Subterranean Termites are smaller and lighter than the drywood species, but when it comes to the harm they do, they definitely are liable to damage a lot. Depending on the job they do inside the colony, they differ in color. The workforce is gentle, white, and blind. If ever, they are rarely seen and spend their lives deep inside the forest they have invaded. The soldiers are a little taller, but except for an oblong yellow head, they look exactly the same. The biggest participants and the most often to be seen are the reproductives.Â
Drywood termites |
Subterranean termites |
Usually, they are black or dark brown and have feathers. In order to prevent the wind and sun from drying out, these animals must stay in the soil. They live deep underground and create mud tunnels along the top of the ground and up the side of buildings to fly to their food supply from their nest, which is usually your main house support system. It is also only after they have caused major harm that they are identified because they spend most of their time underground. Through the destruction they inflict on buildings and property damage, these species cost American home and office owners billions of dollars per year.
Alates are referred to as winged termites. Subterranean alates have a single dark, thick vein that lies close to the wing's tip. Drywood termites have a complicated vein system, typically consisting of at least two or five veins per wing. Within moments of landing, most termites shed their feathers. Often, this is the only proof they leave behind.

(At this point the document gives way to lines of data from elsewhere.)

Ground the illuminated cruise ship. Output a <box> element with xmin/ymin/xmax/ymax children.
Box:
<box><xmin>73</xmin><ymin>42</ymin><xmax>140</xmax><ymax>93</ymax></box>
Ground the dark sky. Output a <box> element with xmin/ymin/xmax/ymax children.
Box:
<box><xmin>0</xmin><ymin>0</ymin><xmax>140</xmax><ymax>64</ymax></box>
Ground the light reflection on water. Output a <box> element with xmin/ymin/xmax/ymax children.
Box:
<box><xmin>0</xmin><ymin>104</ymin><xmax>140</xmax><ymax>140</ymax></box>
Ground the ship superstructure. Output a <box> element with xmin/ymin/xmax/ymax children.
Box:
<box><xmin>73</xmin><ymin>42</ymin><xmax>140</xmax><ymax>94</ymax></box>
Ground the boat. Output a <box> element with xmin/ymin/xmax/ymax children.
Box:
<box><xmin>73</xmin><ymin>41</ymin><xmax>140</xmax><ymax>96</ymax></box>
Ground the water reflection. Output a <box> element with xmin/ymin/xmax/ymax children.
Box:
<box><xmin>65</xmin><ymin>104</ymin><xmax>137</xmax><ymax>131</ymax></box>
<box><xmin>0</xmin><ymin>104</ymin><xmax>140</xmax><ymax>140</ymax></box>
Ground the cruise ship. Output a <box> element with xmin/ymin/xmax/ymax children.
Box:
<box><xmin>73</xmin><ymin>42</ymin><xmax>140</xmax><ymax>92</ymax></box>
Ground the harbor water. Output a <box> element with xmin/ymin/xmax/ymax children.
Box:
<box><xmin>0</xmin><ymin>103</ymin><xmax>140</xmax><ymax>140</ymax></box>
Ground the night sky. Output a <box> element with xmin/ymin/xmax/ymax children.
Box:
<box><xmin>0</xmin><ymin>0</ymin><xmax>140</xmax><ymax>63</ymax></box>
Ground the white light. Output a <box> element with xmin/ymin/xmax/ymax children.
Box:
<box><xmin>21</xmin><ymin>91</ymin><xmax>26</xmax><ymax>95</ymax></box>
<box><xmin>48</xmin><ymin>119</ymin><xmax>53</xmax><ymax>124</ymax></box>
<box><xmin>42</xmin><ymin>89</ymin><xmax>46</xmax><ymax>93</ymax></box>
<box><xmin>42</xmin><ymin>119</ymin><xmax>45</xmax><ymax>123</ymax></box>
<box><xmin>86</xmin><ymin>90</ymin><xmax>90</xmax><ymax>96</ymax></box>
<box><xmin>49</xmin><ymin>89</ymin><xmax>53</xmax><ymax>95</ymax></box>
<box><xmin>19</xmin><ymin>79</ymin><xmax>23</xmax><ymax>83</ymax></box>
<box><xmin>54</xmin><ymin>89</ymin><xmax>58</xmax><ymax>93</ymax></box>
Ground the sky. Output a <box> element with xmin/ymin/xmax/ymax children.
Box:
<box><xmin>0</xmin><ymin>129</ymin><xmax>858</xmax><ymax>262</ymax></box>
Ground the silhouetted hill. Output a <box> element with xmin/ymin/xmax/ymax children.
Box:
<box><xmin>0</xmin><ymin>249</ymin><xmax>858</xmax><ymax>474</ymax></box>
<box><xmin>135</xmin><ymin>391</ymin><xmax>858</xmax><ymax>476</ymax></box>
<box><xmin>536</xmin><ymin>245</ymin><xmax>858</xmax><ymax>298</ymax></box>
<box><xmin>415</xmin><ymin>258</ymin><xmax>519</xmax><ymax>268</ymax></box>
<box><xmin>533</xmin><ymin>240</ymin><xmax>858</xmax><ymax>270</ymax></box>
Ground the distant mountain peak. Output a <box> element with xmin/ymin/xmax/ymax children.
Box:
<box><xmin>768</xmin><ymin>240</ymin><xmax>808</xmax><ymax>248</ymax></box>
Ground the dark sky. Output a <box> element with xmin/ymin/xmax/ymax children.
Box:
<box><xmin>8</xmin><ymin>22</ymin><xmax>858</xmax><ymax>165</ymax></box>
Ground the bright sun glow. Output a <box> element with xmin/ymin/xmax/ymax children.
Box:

A significant distinction between the two is that in the ground, subterranean termites breed, while drywood termites breed within the timber they infest. This contributes to different points of attack on your house. Subterranean termites make muddy tubes and enter your home by tunneling through the earth. They are shielded from predators and dehydration by these tubes. Drywood termites, needing no contact with dirt, do not dig mud tubes. They infest the air in your home and needless moisture (which is why they do not need soil or tubes of mud).
One of the most prominent secondary symptoms of any insect infestation is droppings. Each termite species has different feeding and traveling habits that you can detect on the battlefield in the "land mines" they leave behind. Non-ridged, cardboard-like excrement called a "carton," which is used in mud tubes as a covering, is left behind by subterranean termites. "Drywood termites make holes to drive their excrement through the wood," kick-out. This contributes to their distinctive six-sided "frass," resembling fine grains of sand or salt and pepper gathered on the floor in tiny piles.
Subterranean termites are feeders that are ravenous, but they are a little choosy. They chew only on the lightest portion of the timber that is located between the grains. Drywood termites consume the grains, leaving openings that do not suit the wood grain. If you have tidy, lined patterns of devastation that seem to contain mud or gravel, the culprit is probably subterranean termites. The work of an army of drywood termites is possibly sporadic, smooth holes that contain fecal pellets.